CV::Resize Performance degrading in multithreaded application

Hey everyone,

I’m currently writing a program which continuously grabs images from 4+ cameras, processes and then stores them. To speed the program up, I splitted the processing for each camera into it’s own thread. This works fine, until I begin to resize the images with cv::resize. From this point on, performance degrades to almost the point as if I would be running everything in a single thread again.

I wrote a minimal sample to check if it truly is a issue with OpenCV.

I load 4 images from disk
Then I resize all images with

cv::resize(picture1, pictureRes1, cv::Size(5000, 5000));

This takes 1296ms

Then I create 4 worker threads,with this code (4x):

Worker* worker1 = new Worker(picture1);
std::thread workerThread1(&Worker::RunWorker, worker1);

The code in the worker is:

void Worker::RunWorker()
{
	cv::resize(pic, pictureResized, cv::Size(5000, 5000));
}

This takes ~1800ms

So in this case, the multithreaded code is actually slower than running everything on a single thread. I also replaced the cv::resize with a sleep_for instruction, just as a sanity check.
I let the program sleep for 200ms in the single thread and 50ms in each thread in the multithreaded part.

The results are:
211 ms for Single Threaded load
64 ms for Multi Threaded load

So I guess it’s not a problem of my threading itself.
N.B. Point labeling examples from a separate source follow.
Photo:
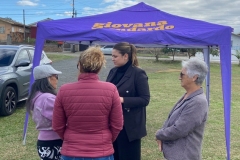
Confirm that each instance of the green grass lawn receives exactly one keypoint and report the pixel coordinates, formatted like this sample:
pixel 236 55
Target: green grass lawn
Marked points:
pixel 165 91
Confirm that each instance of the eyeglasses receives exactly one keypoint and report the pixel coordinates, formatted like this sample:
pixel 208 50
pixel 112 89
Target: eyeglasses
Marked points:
pixel 55 75
pixel 181 74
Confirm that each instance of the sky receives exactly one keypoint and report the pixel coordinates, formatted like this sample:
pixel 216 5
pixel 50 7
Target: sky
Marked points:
pixel 223 12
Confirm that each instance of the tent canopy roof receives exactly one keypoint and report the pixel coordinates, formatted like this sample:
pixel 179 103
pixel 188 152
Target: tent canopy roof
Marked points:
pixel 140 24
The full code of the sample can be found here:

Does anybody know how I could handle this task better in OpenCV, or maybe has a hint what might go wrong here?

Thank you very much in advance! :slight_smile:

resize() is multithreaded already. it uses all cores.

you can’t multithread your work to infinity. the same amount of work still needs to be done by the same number of cpu cores. threading doesn’t make the work go away. it redistributes the work from time into space (cores).

if you’re saying resizing four images one after the other goes faster than starting all resizes at the same time… then yes, now you’ve got all those threads fighting over the cores, wasting time.

you could see about switching off or reducing the multithreading used by resize() calls.